A life devoted to reasearch(1938-2015)
Suniti Solomon nee Suniti Gaitonde was an Indian physician and microbiologist who lived and worked in Chennai, and is credited with the diagnosis of the first known case of AIDS in India in Madras (now Chennai). Her pioneering work in the field of AIDS research and prevention led her to establish the Y.R.Gaitonde Centre for AIDS Research and Education, an organisation she nurtured till she passed away on 28 July 2015, in Chennai.
Born into a Maharashtrian family in Chennai, Suniti had professed an interest in medicine at an early age, and trained in pathology at the renowned Madras Medical College and also in countries like the UK, USA and Australia where she had emigrated after her marriage to the famous cardiac surgeon, the late Dr. Solomon Victor. The doctor couple returned to India as they felt that their services were needed more in their homeland. On return to Chennai she secured a PhD in Microbiology and joined the faculty of the Institute of Microbiology at the Madras Medical College and worked her way up to become a professor. She had earlier worked as Junior Physician in the renowned King’s College in London, gaining valuable experience in an elite institution. While at the Madras Medical College she had been taking a keen interest in literature revolving around the clinical description of AIDS, the discovery of HIV in 1983, and in 1986 conducted tests on a hundred female sex workers, of whom six had tested positive for HIV. She then sent the samples to the John Hopkins in Baltimore which confirmed the findings. This discovery became the first HIV documentation in India.
Thereafter, Dr Suniti dedicated her life to working on HIV/AIDS research, treatment and awareness much against the wishes of her well-wishers and even her husband who did his best to dissuade her from pursuing her quest as she had to deal with hundreds of infected men and women, many of whom were part of the gay community. Many of her contemporaries too had reservations when it came to treating HIV/AIDS patients. Undeterred she strove hard to remove the stigma attached to the disease as sufferers were generally shunned and ostracised by society. Suniti even observed that it was the stigma and discrimination against the disease that killed more people than the disease itself. She soon set up the first ever AIDS resource group at the Madras Medical College and ran various AIDS research and social awareness programmes.

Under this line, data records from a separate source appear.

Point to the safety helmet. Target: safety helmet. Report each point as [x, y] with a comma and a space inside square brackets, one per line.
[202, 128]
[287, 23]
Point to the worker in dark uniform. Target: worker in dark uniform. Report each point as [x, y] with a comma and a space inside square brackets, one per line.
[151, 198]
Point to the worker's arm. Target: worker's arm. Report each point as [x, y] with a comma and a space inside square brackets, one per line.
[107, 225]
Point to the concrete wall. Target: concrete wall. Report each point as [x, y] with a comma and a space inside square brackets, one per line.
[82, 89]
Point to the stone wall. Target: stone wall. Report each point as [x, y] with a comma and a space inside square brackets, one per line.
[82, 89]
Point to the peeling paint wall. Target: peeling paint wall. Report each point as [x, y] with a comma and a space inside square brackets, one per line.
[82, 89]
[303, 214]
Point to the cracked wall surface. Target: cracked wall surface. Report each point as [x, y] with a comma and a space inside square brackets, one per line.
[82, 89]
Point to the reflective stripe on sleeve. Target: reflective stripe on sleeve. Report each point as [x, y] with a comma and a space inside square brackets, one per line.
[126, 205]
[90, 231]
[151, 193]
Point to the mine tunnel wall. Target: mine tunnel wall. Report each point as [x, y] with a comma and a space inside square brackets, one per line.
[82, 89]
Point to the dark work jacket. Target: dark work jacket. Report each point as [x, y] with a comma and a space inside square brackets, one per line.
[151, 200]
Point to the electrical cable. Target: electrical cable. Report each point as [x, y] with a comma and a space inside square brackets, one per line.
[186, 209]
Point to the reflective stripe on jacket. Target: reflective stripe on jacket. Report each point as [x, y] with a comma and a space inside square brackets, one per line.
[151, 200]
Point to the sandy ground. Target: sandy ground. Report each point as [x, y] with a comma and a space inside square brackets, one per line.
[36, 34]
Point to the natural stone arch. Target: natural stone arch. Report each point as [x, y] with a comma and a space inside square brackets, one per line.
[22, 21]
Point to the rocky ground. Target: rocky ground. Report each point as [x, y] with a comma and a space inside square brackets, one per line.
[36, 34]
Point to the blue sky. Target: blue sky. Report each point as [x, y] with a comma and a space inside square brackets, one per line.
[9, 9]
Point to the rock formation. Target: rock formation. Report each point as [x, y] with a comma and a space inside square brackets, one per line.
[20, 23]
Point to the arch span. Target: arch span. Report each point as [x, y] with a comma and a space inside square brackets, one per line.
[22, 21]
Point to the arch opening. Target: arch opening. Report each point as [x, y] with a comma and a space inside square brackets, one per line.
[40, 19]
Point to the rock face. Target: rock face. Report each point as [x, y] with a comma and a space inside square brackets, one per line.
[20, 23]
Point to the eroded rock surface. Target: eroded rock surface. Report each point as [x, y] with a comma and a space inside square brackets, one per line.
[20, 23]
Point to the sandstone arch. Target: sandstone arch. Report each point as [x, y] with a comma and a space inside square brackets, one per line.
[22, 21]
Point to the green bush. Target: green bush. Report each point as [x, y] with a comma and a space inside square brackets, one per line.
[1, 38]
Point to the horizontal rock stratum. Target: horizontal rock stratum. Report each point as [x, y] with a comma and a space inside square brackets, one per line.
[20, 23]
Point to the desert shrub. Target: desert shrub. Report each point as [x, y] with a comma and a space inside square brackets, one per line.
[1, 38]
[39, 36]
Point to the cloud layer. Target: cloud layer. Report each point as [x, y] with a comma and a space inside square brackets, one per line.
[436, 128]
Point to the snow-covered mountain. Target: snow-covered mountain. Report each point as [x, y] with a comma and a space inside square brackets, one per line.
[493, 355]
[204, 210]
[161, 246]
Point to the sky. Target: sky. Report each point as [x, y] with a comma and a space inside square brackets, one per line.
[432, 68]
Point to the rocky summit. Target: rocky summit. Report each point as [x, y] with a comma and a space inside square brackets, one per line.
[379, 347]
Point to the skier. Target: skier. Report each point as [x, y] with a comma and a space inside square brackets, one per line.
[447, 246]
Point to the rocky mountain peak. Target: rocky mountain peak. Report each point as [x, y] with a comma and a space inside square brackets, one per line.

In 1983 she set up the Y.R. Gaitonde Centre of AIDS Research and Education, one of the earliest centres in the country devoted exclusively to voluntary HIV counseling and testing. Among other things, the centre was also involved in assessing the significant factors that weighed in slowing down the spread of the HIV epidemic and in imparting training and education to other doctors and students about HIV and its treatment.
Dr. Suniti served as the President of the AIDS society of India and collaborated in studies on the disease at an international level, presented a number of papers at seminars and conferences, and also participated at a multi-country HIV/STD prevention trial at the US National Institute of Mental Health. She was also a part of the HIV Prevention Trials Network run by the US National Institute of Allergy and Infectious diseases.
Dr. Suniti Solomon, who was conferred the National Woman Bio-Scientist award was also the recipient of a Padma Shri awarded to her by the Indian government posthumously. Her son Sunil Solomon serves as an epidemiologist at the John Hopkins University in Baltimore. Dr. Suniti who was active even in her seventies, was diagnosed with pancreatic cancer a couple of months before her death on 28 July 2015. She has left behind a rich legacy in the form of her phenomenal research work on HIV/AIDS and her services in the field and an indomitable spirit, which will serve as a beacon light to the medical fraternity for all time to come.